While demand has held up well, a growing supply glut – an estimated 180 million additional tonnes will enter seaborne trade through 2020 – raises fears of further declines in the price of the steelmaking raw material.
Roy Hill’s ramp-up to 55 million tonnes per year are going swimmingly, Rio Tinto’s Silvergrass received board approval last month (and the shelving of Simandou surprised no-one), Fortescue has been hitting and exceeding targets, as has Anglo American’s Minas Rio, while BHP Billiton’s South Flank can be turned on if the world’s number three iron ore miner sees it’s losing market share.
And then there’s Vale’s S11D.
Construction of the $17 billion Carajas Serra Sul mine expansion and railway project in northeastern Brazil is almost complete. Capacity is an eye-watering 90 million tonnes per year at cash costs Vale said it can push down into single digits. First ore is expected in January.
S11D – unremarkable moniker notwithstanding – is the most recognized four letter word in the iron ore world. It’s size and cost of production is enough to counter even the most ardent bulls.
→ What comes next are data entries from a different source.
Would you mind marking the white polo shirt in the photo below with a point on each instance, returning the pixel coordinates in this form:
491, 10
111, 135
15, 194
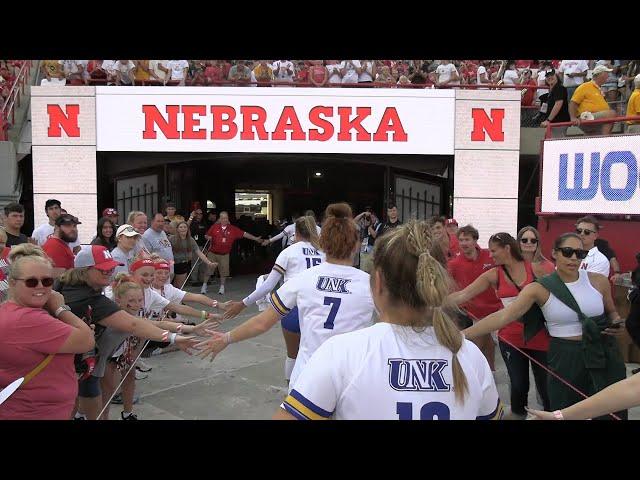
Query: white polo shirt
596, 262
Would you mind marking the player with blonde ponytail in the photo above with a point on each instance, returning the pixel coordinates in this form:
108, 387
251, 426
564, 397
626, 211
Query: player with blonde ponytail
413, 364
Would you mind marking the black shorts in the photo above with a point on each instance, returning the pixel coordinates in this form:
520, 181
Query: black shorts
181, 268
89, 388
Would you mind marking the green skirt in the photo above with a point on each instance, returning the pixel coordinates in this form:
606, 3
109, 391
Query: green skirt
570, 360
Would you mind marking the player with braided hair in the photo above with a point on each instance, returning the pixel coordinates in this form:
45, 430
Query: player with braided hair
413, 364
332, 298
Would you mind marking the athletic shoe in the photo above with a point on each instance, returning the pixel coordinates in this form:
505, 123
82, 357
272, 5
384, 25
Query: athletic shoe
143, 367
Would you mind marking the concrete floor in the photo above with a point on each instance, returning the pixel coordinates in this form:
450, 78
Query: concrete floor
245, 382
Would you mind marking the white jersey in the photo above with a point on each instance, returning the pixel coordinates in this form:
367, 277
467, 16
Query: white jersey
44, 231
297, 258
331, 299
389, 372
289, 233
154, 304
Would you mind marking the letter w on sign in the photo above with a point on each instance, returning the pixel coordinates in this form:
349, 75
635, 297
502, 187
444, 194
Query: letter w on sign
63, 120
485, 124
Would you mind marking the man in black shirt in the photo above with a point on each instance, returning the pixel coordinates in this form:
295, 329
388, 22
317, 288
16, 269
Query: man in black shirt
392, 221
556, 108
13, 223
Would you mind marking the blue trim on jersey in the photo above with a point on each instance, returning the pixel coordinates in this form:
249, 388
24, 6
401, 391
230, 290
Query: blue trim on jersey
278, 304
309, 404
288, 408
495, 415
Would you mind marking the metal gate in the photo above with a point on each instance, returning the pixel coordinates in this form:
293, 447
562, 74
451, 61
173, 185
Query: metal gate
417, 198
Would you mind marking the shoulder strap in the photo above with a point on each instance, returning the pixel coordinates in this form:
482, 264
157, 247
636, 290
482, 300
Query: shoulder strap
41, 366
555, 285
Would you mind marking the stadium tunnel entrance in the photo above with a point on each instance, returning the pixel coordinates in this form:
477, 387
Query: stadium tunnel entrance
260, 189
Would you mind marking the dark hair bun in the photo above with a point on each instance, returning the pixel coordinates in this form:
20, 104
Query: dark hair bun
338, 210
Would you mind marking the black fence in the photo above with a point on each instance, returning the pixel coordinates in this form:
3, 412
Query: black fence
143, 198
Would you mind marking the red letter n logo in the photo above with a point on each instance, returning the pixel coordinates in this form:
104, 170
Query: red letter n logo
482, 123
68, 121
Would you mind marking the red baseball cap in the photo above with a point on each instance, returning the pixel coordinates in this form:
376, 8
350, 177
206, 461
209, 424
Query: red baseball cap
96, 256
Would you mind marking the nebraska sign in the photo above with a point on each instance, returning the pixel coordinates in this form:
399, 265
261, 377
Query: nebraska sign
288, 120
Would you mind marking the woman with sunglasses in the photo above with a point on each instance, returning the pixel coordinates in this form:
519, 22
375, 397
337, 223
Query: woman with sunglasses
583, 351
511, 274
35, 324
529, 242
105, 234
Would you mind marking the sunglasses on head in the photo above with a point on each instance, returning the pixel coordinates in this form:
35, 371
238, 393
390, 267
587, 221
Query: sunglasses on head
33, 282
568, 252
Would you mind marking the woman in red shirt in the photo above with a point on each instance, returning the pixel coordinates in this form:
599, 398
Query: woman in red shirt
511, 275
35, 325
529, 242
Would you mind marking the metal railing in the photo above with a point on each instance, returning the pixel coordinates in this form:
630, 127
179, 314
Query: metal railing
7, 112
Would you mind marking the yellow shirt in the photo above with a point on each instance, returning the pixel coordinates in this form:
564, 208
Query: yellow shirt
633, 107
589, 98
141, 74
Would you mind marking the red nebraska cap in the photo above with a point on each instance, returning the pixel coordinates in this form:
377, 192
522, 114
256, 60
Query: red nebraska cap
96, 256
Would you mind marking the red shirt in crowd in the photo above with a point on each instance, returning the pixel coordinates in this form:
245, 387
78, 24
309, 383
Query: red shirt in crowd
514, 332
27, 336
464, 271
222, 238
59, 252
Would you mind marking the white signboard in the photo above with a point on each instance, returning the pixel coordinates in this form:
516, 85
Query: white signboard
591, 175
285, 120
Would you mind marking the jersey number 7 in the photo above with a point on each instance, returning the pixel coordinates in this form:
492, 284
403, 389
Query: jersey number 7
312, 262
335, 305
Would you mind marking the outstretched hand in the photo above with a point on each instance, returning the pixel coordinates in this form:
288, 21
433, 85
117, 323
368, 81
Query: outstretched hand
213, 346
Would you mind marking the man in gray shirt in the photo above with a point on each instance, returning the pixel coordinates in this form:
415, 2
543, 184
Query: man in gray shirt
156, 241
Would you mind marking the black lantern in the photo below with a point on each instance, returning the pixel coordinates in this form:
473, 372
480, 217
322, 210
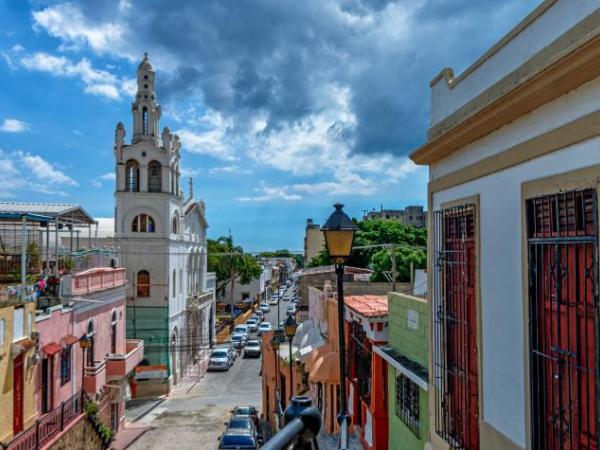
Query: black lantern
339, 233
Today, Peter Poppinga, head of Vale’s iron ore business, took great pains to educate the market and soften the impact of S11D on an already oversupplied market telling the FT that the development of S11D will be slowed and limited:
“One thing the market is not getting right is how Vale wants to go about ramping up S11D,” he said. “We decided for a phased approach where we will ramp up S11D not in two years but in four years.”
“We are not [in] the pure volume game. We think the right approach … is to maximise our margins,” said Mr Poppinga in an interview in London.
Apart from Vale’s infrastructure in Northern Brazil limiting S11D’s annual contribution to 75 million tonnes, Poppinga tells the FT just because the project will lift Vale’s annual output capacity to 450 million tonnes “it doesn’t mean that we are going to use it.”
While the sheer volume coming from the complex in Pará and Maranhão states have been worrying markets, the low cost nature of the project would potentially have an even greater impact.
Vale’s told investors S11D would push the company’s cash costs per tonne to below $10. Another factor in Vale’s favour is freight rates for dry-bulk carriers which have only recently recovered from record lows.
According to the Steel Index implied free-on-board price in Brazil at the moment is a healthy $56.30 a tonne and compares well with Australian FOB prices of $59.68.
Vale’s landed cost in China for fines and pellets is below $28 a tonne, not far off its Pilbara competitors. Vale’s recent deal with world number four producer Fortescue Metals adds another competitive edge to the Brazilian giant (the relative underperformance of the real also helps).
According to estimates Vale’s high Fe-content fines (for which it does not receive enough of a premium at the moment) with FMG’s lower quality ore will add a net $2–$4 a tonne to its value.